But there are some things I just can’t adjust to. One
of them is mondongo: a traditional soup made with the intestines, stomach, and
feet of pigs. At its best, I find the soup to be greasy and uninteresting. At
its worst, even the smell makes me queasy. The problem is, nearly all of the
members of my host family love mondongo, and we eat our meals together. As it
is in many other cultures, a woman’s self-worth is, in part, based on her
ability to cook and to feed her loved ones. Refusing an offering of food can be
seen as a rejection of the cook herself. So, in order to avoid insulting or
hurting any feelings, I would eat small amounts of the mondongo each time it
was made, begging off a larger portion due to lack of appetite.
That is, until yesterday, when I walked into the house
for lunch and was olfactorily assaulted by the smell of boiling pork intestine.

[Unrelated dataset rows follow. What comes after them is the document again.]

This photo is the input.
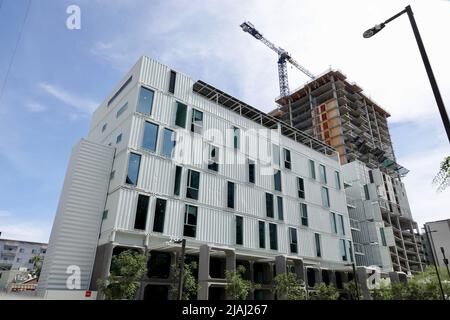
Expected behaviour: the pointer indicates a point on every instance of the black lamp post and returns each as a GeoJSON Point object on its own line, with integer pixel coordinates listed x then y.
{"type": "Point", "coordinates": [437, 95]}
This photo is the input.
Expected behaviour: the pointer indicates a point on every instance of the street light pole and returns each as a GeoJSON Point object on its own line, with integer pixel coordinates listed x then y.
{"type": "Point", "coordinates": [437, 95]}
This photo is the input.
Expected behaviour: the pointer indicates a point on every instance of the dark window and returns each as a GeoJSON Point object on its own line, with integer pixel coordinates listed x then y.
{"type": "Point", "coordinates": [239, 230]}
{"type": "Point", "coordinates": [277, 180]}
{"type": "Point", "coordinates": [160, 212]}
{"type": "Point", "coordinates": [269, 205]}
{"type": "Point", "coordinates": [262, 234]}
{"type": "Point", "coordinates": [193, 184]}
{"type": "Point", "coordinates": [176, 189]}
{"type": "Point", "coordinates": [145, 103]}
{"type": "Point", "coordinates": [180, 119]}
{"type": "Point", "coordinates": [190, 221]}
{"type": "Point", "coordinates": [230, 195]}
{"type": "Point", "coordinates": [173, 77]}
{"type": "Point", "coordinates": [150, 136]}
{"type": "Point", "coordinates": [134, 161]}
{"type": "Point", "coordinates": [168, 143]}
{"type": "Point", "coordinates": [273, 236]}
{"type": "Point", "coordinates": [141, 212]}
{"type": "Point", "coordinates": [293, 240]}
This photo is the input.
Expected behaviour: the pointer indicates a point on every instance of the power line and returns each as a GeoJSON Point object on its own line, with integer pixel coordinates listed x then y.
{"type": "Point", "coordinates": [15, 49]}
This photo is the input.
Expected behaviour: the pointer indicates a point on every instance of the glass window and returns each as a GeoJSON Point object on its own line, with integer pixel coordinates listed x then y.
{"type": "Point", "coordinates": [301, 188]}
{"type": "Point", "coordinates": [168, 143]}
{"type": "Point", "coordinates": [293, 240]}
{"type": "Point", "coordinates": [239, 230]}
{"type": "Point", "coordinates": [145, 103]}
{"type": "Point", "coordinates": [325, 197]}
{"type": "Point", "coordinates": [160, 212]}
{"type": "Point", "coordinates": [141, 212]}
{"type": "Point", "coordinates": [269, 205]}
{"type": "Point", "coordinates": [193, 184]}
{"type": "Point", "coordinates": [173, 76]}
{"type": "Point", "coordinates": [177, 186]}
{"type": "Point", "coordinates": [230, 194]}
{"type": "Point", "coordinates": [312, 169]}
{"type": "Point", "coordinates": [197, 121]}
{"type": "Point", "coordinates": [190, 221]}
{"type": "Point", "coordinates": [287, 158]}
{"type": "Point", "coordinates": [150, 136]}
{"type": "Point", "coordinates": [262, 234]}
{"type": "Point", "coordinates": [317, 243]}
{"type": "Point", "coordinates": [134, 162]}
{"type": "Point", "coordinates": [323, 174]}
{"type": "Point", "coordinates": [280, 207]}
{"type": "Point", "coordinates": [304, 214]}
{"type": "Point", "coordinates": [180, 119]}
{"type": "Point", "coordinates": [273, 236]}
{"type": "Point", "coordinates": [122, 110]}
{"type": "Point", "coordinates": [277, 180]}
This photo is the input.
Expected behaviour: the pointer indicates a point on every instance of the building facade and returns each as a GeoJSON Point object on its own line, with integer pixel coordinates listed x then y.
{"type": "Point", "coordinates": [167, 156]}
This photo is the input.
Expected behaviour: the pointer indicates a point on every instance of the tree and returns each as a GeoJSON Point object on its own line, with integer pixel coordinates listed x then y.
{"type": "Point", "coordinates": [442, 179]}
{"type": "Point", "coordinates": [190, 284]}
{"type": "Point", "coordinates": [237, 288]}
{"type": "Point", "coordinates": [127, 270]}
{"type": "Point", "coordinates": [287, 286]}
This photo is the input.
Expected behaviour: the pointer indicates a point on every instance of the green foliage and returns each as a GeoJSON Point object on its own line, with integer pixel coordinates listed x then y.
{"type": "Point", "coordinates": [324, 292]}
{"type": "Point", "coordinates": [237, 288]}
{"type": "Point", "coordinates": [127, 269]}
{"type": "Point", "coordinates": [287, 286]}
{"type": "Point", "coordinates": [190, 284]}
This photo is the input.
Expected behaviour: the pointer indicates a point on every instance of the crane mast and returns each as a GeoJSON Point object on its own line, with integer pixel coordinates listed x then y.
{"type": "Point", "coordinates": [283, 58]}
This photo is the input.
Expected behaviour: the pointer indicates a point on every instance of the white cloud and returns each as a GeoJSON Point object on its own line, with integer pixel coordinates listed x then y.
{"type": "Point", "coordinates": [83, 105]}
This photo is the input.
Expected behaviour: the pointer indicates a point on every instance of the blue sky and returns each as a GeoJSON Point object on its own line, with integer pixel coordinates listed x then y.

I decided then and there: I couldn’t keep living a lie. I needed to tell my
family of my mondongo aversion. Sheepishly, I confessed. And you know what? It went
well. My relationships with my host family members are strong enough now that
there was no offense taken (especially because they know how much I enjoy all
the other food they cook). They were only sorry they hadn’t known sooner. So,
while everyone else dined on mondongo yesterday, I had a big bowl of beans and
plantain.
This is just a small illustration of what I’ve been
realizing of late: though I may adopt elements of the local culture, it will
never truly be my culture. I will never be a full-fledged Laguneña, because I
will always be American, for better or for worse. But that’s okay. No one here wishes
me to be something other than myself. Their only true expectation is that I
remain respectful of their way of life, regardless of whether or not I
personally choose to embrace it.
And, truth be told, there are plenty of native
Nicaraguans that don’t like mondongo either.